Дом номер 13. А название улицы почему-то не прочитывается: крупные четкие буквы легко распознаются по отдельности, но упорно не желают сливаться в целое…
— Спасибо вам, заботливый незнакомец. И до свидания. Или, может, зайдете?
— Я спешу…
— Вздор. — Ее голос спокоен, ровен, но чувствуется: в любой миг он может брызнуть все тем же хрустальным журчанием. — Вам незачем спешить. Там, внутри — камин, кофе с ликером, и музыка, и беседа… И… — Черноволосая головка игриво склоняется набок, в затягивающих омутах глаз разгорается озорство…
Жадные ледяные когти впились в горло, волна могильного ужаса выхлестнула заплутавшего человека из властной трясины сна.
Потому, что в последний миг муторного сна, в миг, сумевший оборотить его, сон, смертным кошмаром, я успел-таки отобрать у букв-саботажниц выписанное ими название.
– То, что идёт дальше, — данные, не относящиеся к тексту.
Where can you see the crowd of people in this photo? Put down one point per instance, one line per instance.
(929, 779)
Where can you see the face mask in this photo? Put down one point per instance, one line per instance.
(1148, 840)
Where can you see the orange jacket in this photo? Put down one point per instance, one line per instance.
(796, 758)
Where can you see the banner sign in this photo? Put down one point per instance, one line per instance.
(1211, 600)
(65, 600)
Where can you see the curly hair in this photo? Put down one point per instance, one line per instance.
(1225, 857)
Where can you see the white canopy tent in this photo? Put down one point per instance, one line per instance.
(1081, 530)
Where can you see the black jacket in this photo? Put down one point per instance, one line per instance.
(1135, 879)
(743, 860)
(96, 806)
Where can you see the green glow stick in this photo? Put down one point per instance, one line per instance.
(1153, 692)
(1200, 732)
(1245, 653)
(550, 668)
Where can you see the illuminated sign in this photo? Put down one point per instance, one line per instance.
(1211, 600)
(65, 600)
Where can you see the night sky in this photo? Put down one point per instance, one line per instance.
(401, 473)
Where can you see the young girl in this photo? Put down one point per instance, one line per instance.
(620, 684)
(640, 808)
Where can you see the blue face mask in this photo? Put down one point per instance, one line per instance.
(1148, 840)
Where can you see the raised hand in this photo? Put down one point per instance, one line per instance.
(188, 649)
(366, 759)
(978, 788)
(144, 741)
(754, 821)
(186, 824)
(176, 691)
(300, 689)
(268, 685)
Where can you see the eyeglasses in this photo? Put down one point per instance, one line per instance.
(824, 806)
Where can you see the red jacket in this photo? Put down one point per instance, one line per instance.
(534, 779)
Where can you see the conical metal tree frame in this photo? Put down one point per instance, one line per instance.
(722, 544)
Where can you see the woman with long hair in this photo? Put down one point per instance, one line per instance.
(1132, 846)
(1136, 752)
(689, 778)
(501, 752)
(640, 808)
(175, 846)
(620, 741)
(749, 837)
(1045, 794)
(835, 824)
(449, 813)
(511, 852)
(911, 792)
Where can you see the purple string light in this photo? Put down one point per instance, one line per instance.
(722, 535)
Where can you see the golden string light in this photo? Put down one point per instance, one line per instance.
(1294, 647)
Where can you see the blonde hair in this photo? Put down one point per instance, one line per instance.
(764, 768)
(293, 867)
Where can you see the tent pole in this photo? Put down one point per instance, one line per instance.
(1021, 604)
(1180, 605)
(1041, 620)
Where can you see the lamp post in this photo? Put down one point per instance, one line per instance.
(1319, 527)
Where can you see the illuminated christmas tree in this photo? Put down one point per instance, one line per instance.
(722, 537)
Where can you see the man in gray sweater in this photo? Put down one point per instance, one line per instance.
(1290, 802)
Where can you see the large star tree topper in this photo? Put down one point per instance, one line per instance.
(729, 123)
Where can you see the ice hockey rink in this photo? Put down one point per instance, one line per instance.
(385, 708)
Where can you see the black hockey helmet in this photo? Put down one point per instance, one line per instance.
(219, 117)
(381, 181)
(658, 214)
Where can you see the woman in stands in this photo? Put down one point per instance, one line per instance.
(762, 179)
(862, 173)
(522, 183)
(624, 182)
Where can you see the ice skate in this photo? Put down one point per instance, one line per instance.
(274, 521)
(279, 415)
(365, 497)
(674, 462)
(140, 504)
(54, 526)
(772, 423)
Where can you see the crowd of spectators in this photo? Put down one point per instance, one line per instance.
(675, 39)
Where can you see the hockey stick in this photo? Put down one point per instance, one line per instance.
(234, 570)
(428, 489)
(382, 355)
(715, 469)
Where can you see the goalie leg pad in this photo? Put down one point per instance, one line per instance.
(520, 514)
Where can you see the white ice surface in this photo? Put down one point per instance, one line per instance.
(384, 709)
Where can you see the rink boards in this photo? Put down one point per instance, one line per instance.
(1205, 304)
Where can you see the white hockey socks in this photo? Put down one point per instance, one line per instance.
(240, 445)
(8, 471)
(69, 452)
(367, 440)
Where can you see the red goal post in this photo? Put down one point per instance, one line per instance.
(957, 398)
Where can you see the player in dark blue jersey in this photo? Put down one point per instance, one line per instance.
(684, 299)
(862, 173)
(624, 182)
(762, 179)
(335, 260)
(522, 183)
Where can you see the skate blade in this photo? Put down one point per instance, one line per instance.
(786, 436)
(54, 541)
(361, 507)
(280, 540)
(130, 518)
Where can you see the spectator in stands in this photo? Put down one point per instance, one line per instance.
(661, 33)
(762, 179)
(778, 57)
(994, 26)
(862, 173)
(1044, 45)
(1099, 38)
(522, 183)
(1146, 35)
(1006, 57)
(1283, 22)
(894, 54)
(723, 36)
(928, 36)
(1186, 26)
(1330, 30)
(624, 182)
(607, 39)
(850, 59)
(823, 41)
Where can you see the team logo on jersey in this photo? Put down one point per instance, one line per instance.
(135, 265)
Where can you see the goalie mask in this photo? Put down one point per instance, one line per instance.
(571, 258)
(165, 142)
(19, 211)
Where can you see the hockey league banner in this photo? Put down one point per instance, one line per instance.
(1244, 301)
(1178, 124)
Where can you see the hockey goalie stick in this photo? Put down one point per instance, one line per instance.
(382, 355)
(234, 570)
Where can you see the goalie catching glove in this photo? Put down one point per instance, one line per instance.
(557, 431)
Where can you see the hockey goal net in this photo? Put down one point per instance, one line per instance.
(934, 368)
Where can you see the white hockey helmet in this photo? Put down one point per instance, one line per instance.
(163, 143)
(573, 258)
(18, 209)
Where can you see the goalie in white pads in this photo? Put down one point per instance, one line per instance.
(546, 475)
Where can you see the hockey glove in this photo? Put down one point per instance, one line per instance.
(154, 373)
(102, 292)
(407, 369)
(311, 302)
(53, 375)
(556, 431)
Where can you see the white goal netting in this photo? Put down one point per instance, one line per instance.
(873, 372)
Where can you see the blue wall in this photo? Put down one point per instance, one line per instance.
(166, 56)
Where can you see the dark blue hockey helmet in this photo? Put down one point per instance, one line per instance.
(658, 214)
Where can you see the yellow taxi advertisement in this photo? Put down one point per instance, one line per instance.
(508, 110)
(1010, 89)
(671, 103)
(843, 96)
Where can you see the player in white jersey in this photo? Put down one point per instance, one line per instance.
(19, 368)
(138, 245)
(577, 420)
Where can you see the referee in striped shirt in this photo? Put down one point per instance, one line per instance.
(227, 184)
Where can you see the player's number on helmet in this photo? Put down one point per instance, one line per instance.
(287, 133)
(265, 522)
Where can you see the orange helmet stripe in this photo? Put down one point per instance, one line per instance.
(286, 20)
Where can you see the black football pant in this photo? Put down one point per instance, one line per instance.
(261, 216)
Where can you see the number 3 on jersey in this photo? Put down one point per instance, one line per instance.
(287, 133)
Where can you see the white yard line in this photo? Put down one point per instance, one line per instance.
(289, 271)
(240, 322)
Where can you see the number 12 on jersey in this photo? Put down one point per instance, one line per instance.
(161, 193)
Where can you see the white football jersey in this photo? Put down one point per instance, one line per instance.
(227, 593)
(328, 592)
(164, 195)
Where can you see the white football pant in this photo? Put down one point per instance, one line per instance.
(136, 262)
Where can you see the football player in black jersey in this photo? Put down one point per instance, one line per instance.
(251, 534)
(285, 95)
„Улица Героев Армагеддона“.
С тех пор я боюсь заснуть… нет, не так. Я ничего не знаю наверняка; я не знаю даже, вправду ли он выпустил меня, тот сон, тот кошмар, или я все еще не наяву, а в нем. Может быть, это действительно сумасшествие, но я чувствую, безошибочно чувствую лишь одно: где бы я ни был теперь, стоит мне лишь на миг призакрыть глаза и забыться, как в мое доподлинное, настоящее вплеснется тот мир. Мир моих снов. Мир, где Армагеддон уже отгремел. Мир, где в Армагеддоне победил…»
* * *
Назойливо засвиристел селектор. Бородатый врач торопливо снял трубку, несколько мгновений слушал, затем, сказав в микрофон «благодарю», повернулся к профессору:
— Это дежурная из его палаты. Слава Вседержителю, он, наконец, уснул. Будем надеяться, что, по крайней мере, жизнь его теперь вне опасности.
— Будем надеяться. — Профессор закрыл историю болезни и встал. — Что ж, выходит, я могу позволить себе час-другой отдыха. В общем-то, конечно, все ясно: навязчивая идея, уход в иллюзорный мир… Но вы правы, что-то тут чудится этакое…
— Да, — сказал бородатый. — Что-то этакое тут чудится. Прошу за мной.
Они вышли из кабинета и неторопливо двинулись гулким сводчатым коридором. В конце его предзакатное солнце золотом и багрянцем подсвечивало огромный витраж: херувим, ангел милосердия и любви, сидел среди лилий и роз, сложив кожистые перепончатые крылья и подперев кулаком свою прекрасную рогатую голову.